Nicht lange dauerte es, da war alles wieder in schönster Ordnung. In Vaters Zimmer verbreitete die Karbidlampe zwar keine Helligkeit, aber dafür einen umso durchdringenderen Duft. Im Wohnzimmer blakte und rauchte die altmodische Stehlampe, die längst ausrangiert war, wie ein Schornstein. Draußen in der Küche aber hörte man Hanne schimpfen: »Bei die feenhafte Beleuchtung kann kein Mensch nich'n Heringssalat jarnieren.« Dabei brannte ihre Küchenlampe noch am besten.
Allmählich beruhigten sich auch die Gemüter, die Fluten der Erregung ebbten ab. Doktor Braun bastelte an der elektrischen Hauptleitung herum. Die jungen Mädchen wollten eben trotz des mangelhaften Lichtes ein neues Gesellschaftsspiel vornehmen, da hörte man draußen in der Küche Hannes laute Stimme: »Das elektrische Licht versagt im janzen Haus, allenthalben sitzen se im Dustern ... es soll gesperrt sein.«
»Also doch! Dann hat meine Arbeit hier keinen Zweck.« Doktor Braun eilte ans Fenster. Die ganze Gesellschaft folgte.
»Ich grraulen mirr.« Vera umfaßte Annemarie.
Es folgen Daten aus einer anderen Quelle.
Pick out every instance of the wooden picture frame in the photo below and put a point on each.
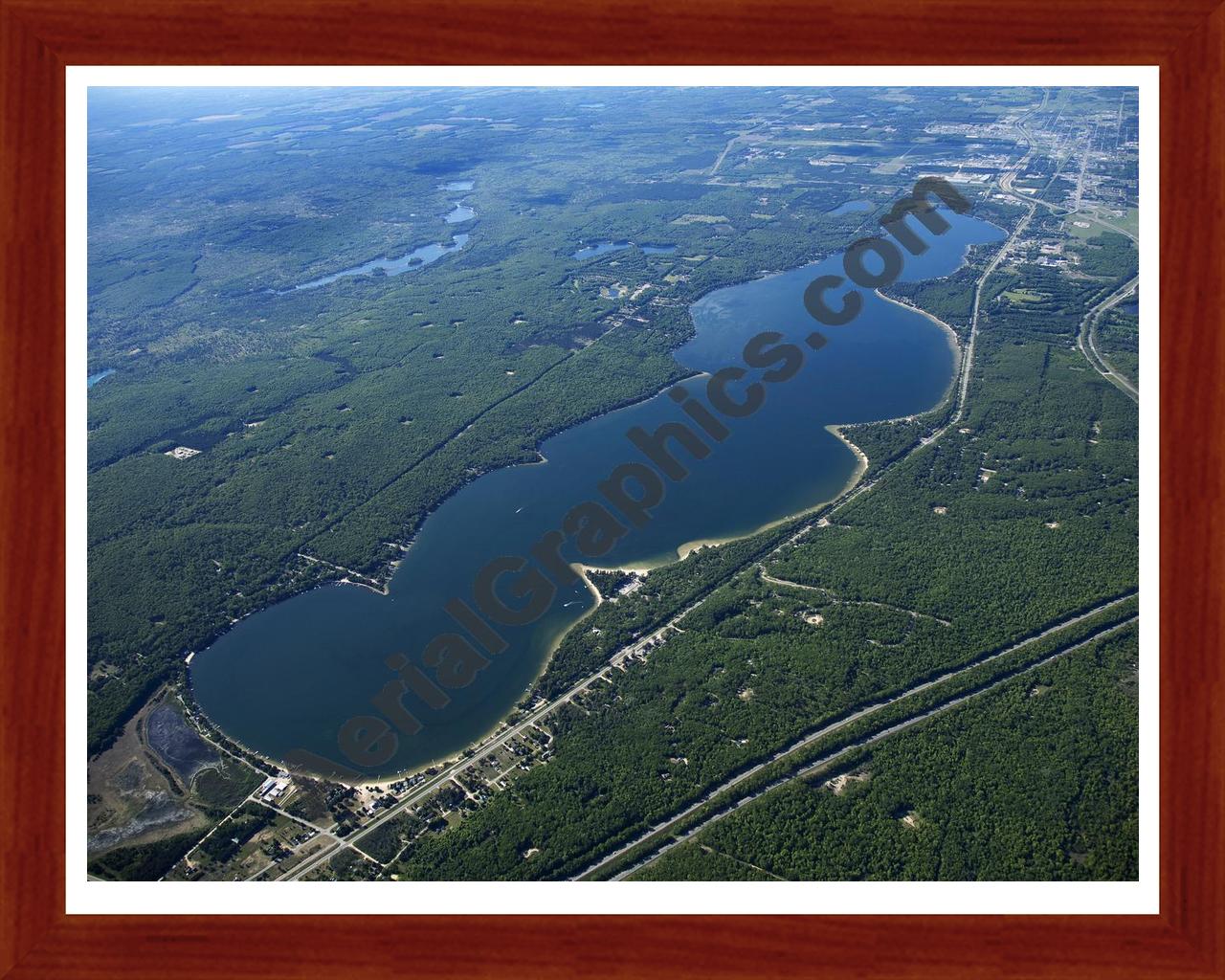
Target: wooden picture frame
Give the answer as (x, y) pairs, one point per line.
(39, 38)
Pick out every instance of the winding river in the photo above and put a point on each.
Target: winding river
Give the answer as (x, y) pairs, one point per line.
(287, 678)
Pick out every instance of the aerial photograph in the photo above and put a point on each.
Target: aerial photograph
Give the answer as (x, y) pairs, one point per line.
(612, 484)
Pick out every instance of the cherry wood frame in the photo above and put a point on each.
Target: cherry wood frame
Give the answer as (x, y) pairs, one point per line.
(39, 37)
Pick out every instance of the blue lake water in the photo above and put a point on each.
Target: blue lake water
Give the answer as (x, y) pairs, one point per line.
(288, 678)
(414, 260)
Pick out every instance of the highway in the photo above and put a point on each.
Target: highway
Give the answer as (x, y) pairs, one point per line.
(865, 712)
(858, 744)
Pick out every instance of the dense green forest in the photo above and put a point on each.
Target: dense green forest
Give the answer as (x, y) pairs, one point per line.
(332, 420)
(1034, 781)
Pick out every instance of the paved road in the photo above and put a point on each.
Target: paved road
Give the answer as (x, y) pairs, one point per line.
(858, 744)
(493, 744)
(870, 709)
(1088, 346)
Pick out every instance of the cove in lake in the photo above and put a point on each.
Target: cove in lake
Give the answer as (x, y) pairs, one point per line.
(603, 248)
(287, 678)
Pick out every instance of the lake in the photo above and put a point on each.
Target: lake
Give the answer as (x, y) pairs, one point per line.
(848, 207)
(414, 260)
(287, 678)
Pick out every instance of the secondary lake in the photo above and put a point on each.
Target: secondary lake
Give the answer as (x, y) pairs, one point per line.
(288, 678)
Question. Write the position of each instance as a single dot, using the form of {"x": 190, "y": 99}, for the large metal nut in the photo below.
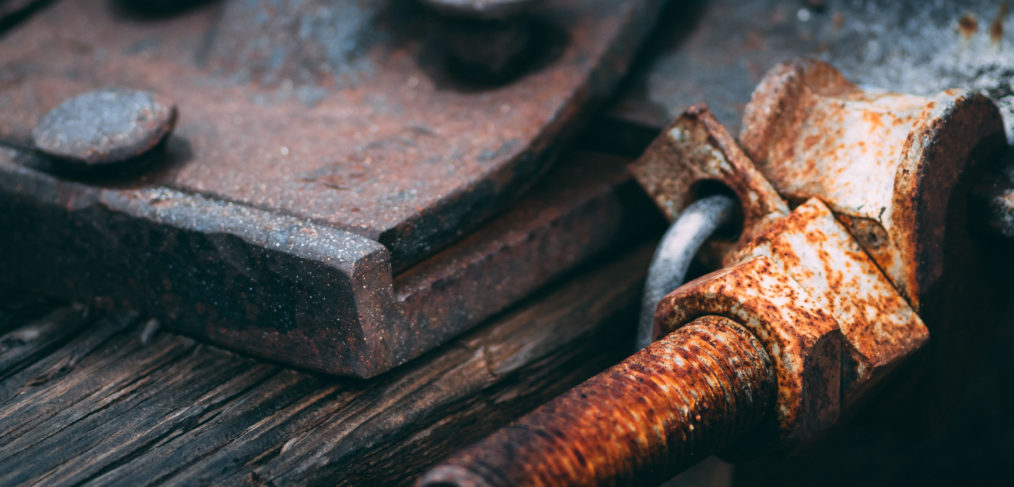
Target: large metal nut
{"x": 801, "y": 337}
{"x": 889, "y": 165}
{"x": 879, "y": 327}
{"x": 696, "y": 148}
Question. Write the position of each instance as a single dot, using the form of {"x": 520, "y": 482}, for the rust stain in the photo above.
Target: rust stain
{"x": 645, "y": 419}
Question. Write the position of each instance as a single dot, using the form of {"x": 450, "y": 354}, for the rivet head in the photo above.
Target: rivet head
{"x": 105, "y": 126}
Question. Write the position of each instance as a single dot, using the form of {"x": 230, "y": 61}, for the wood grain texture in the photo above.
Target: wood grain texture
{"x": 85, "y": 401}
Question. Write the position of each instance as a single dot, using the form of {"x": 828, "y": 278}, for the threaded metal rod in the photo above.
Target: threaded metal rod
{"x": 646, "y": 419}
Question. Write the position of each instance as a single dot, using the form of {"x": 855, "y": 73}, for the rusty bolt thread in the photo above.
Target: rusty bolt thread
{"x": 645, "y": 419}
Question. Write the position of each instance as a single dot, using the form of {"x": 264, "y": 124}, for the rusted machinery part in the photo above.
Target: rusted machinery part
{"x": 105, "y": 126}
{"x": 675, "y": 252}
{"x": 892, "y": 166}
{"x": 687, "y": 395}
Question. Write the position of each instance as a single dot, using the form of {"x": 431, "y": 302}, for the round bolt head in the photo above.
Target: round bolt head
{"x": 105, "y": 126}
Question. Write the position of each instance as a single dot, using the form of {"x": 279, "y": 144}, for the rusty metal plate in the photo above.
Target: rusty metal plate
{"x": 717, "y": 51}
{"x": 340, "y": 113}
{"x": 320, "y": 147}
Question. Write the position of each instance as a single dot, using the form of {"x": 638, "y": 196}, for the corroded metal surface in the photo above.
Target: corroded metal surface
{"x": 879, "y": 328}
{"x": 697, "y": 390}
{"x": 105, "y": 126}
{"x": 697, "y": 149}
{"x": 696, "y": 224}
{"x": 802, "y": 338}
{"x": 888, "y": 164}
{"x": 716, "y": 51}
{"x": 335, "y": 112}
{"x": 299, "y": 285}
{"x": 306, "y": 119}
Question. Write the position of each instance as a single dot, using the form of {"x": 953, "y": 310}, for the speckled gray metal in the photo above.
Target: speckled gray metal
{"x": 105, "y": 126}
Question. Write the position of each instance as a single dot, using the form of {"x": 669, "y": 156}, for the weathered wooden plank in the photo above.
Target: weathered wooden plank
{"x": 23, "y": 344}
{"x": 106, "y": 409}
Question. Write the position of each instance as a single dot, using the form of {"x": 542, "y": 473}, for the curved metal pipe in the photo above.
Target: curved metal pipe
{"x": 675, "y": 252}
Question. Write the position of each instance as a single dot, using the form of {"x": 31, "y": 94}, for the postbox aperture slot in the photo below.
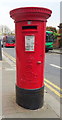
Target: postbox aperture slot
{"x": 29, "y": 27}
{"x": 29, "y": 42}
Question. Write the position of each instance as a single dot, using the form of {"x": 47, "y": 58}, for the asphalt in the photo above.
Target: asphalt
{"x": 8, "y": 106}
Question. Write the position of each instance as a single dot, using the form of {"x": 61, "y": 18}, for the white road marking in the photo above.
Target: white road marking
{"x": 56, "y": 66}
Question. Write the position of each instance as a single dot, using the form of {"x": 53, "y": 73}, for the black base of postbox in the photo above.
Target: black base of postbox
{"x": 30, "y": 99}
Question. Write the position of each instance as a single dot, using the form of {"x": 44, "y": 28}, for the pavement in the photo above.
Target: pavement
{"x": 57, "y": 51}
{"x": 8, "y": 106}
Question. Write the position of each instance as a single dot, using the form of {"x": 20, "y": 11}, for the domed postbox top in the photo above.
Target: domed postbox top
{"x": 30, "y": 13}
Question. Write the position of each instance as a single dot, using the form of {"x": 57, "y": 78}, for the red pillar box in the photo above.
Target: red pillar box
{"x": 30, "y": 30}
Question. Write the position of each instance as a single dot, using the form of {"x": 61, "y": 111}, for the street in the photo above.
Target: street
{"x": 52, "y": 71}
{"x": 51, "y": 92}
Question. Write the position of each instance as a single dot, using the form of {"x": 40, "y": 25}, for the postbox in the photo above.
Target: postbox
{"x": 30, "y": 31}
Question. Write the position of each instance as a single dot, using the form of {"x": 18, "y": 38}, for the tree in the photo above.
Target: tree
{"x": 50, "y": 28}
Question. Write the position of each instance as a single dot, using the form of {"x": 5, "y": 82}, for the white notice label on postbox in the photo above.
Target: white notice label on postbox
{"x": 29, "y": 42}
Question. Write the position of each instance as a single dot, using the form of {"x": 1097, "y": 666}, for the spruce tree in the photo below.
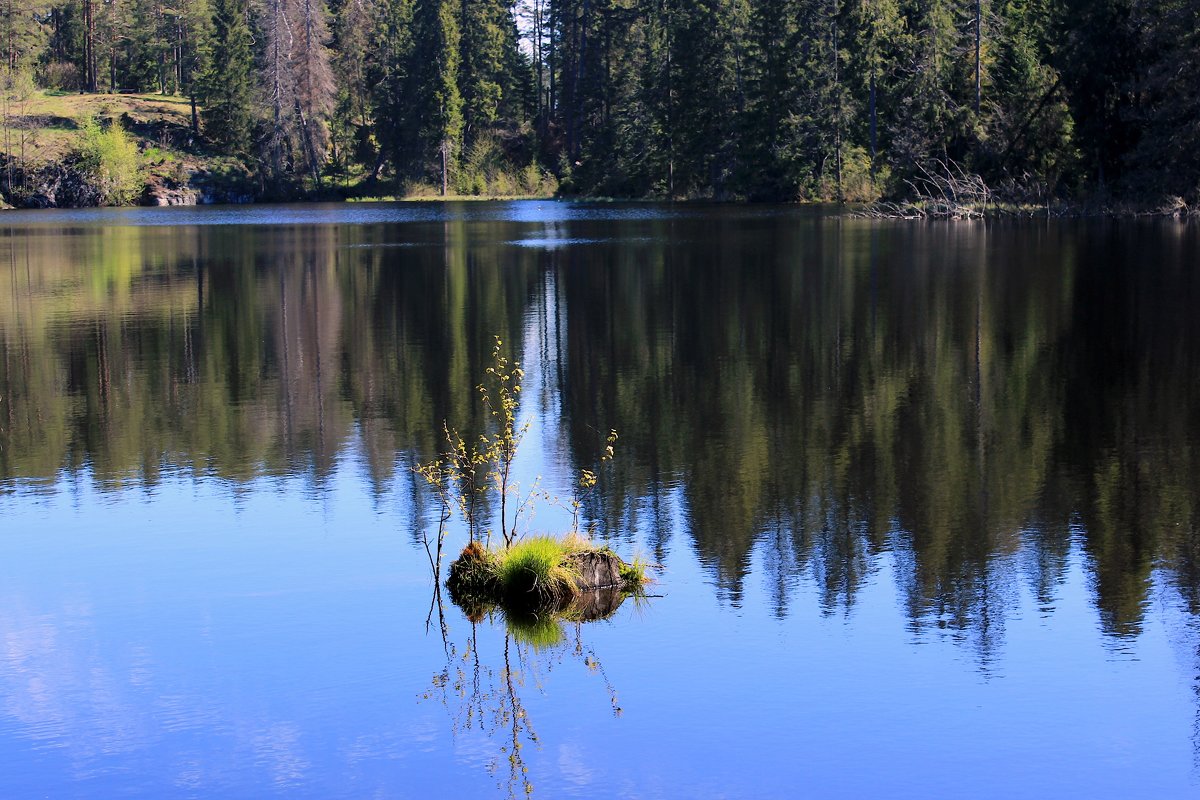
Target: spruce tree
{"x": 227, "y": 85}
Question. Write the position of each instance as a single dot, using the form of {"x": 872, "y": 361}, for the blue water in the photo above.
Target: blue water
{"x": 211, "y": 582}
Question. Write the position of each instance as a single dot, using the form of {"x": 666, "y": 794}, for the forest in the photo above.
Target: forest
{"x": 1092, "y": 101}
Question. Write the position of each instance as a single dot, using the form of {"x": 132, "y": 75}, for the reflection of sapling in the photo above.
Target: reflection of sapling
{"x": 543, "y": 571}
{"x": 588, "y": 481}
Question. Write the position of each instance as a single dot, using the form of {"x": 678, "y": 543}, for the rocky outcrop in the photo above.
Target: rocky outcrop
{"x": 598, "y": 570}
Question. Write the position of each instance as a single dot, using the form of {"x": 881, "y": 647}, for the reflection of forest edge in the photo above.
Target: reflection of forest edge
{"x": 961, "y": 397}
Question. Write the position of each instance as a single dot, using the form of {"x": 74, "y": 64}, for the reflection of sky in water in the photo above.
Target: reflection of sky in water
{"x": 271, "y": 642}
{"x": 351, "y": 214}
{"x": 263, "y": 633}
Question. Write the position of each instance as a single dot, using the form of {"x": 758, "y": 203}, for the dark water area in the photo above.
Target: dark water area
{"x": 927, "y": 498}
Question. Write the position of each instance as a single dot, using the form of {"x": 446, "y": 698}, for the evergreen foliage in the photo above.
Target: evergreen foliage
{"x": 684, "y": 98}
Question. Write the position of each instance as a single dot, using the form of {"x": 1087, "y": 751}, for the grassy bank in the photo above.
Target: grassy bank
{"x": 543, "y": 571}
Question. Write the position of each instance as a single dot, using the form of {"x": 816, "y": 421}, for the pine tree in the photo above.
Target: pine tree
{"x": 227, "y": 85}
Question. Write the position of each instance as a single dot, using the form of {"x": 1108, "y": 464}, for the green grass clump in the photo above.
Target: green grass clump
{"x": 635, "y": 573}
{"x": 537, "y": 567}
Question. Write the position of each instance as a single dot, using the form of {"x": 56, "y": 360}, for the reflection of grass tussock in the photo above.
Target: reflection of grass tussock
{"x": 539, "y": 631}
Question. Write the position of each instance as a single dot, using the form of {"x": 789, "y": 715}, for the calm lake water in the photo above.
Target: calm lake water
{"x": 927, "y": 498}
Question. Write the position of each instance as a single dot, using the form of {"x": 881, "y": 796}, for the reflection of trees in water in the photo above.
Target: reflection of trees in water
{"x": 971, "y": 401}
{"x": 967, "y": 398}
{"x": 483, "y": 692}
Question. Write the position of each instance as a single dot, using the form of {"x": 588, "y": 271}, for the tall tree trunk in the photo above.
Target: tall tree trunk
{"x": 978, "y": 54}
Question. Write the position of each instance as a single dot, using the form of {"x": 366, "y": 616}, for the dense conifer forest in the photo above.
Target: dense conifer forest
{"x": 774, "y": 100}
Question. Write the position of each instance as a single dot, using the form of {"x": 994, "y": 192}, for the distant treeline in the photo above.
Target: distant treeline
{"x": 1095, "y": 100}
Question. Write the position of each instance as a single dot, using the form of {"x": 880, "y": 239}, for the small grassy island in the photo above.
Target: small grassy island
{"x": 564, "y": 576}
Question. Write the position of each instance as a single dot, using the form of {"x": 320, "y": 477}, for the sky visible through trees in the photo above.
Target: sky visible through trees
{"x": 775, "y": 100}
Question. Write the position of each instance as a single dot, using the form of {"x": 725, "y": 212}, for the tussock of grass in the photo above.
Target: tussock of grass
{"x": 538, "y": 566}
{"x": 540, "y": 572}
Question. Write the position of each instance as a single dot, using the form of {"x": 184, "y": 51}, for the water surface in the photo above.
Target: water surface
{"x": 925, "y": 497}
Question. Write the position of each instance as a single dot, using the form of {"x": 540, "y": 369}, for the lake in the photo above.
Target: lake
{"x": 925, "y": 499}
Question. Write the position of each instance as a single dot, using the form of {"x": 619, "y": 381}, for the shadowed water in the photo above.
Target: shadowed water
{"x": 927, "y": 498}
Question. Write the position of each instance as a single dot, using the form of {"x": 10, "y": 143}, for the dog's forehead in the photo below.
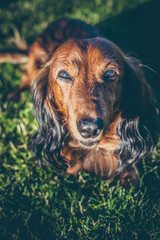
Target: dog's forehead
{"x": 90, "y": 49}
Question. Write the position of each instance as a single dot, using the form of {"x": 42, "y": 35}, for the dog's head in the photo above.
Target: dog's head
{"x": 81, "y": 90}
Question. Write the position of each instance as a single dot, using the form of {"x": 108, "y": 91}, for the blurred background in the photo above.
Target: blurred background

Pechschwarz lag die Straße da. Keine Bogenlampe sandte ihren milchigen Schein wie sonst herab. Keine Laterne brannte. Die Fensteraugen der Häuser starrten blind in das undurchdringliche Schwarz. Nur hier und da blinzelte eine flackernde Kerze aus einer Wohnung trübselig in die Nacht hinaus.
»Gas scheint es auch nicht zu geben ...«
»Hu, ist das ungemütlich.« Ilse schmiegte sich an Marlene.
»Gut, daß ich hier im Hause wohne und nicht auf die dunkle Straße zu gehen brauche, in solcher Finsternis kann man überfallen und ausgeraubt werden«, frohlockte Margot menschenfreundlich.
Den anderen wurde bei der Aussicht etwas unbehaglich zumute. Marlene zeigte sich als Verständigste.
»Ich glaube, es ist besser, wir fahren bald nach Hause. Unsere Eltern sorgen sich am Ende«, schlug sie vor, obwohl es ihr schwer wurde, Annemaries Geburtstagsfeier frühzeitig zu verlassen.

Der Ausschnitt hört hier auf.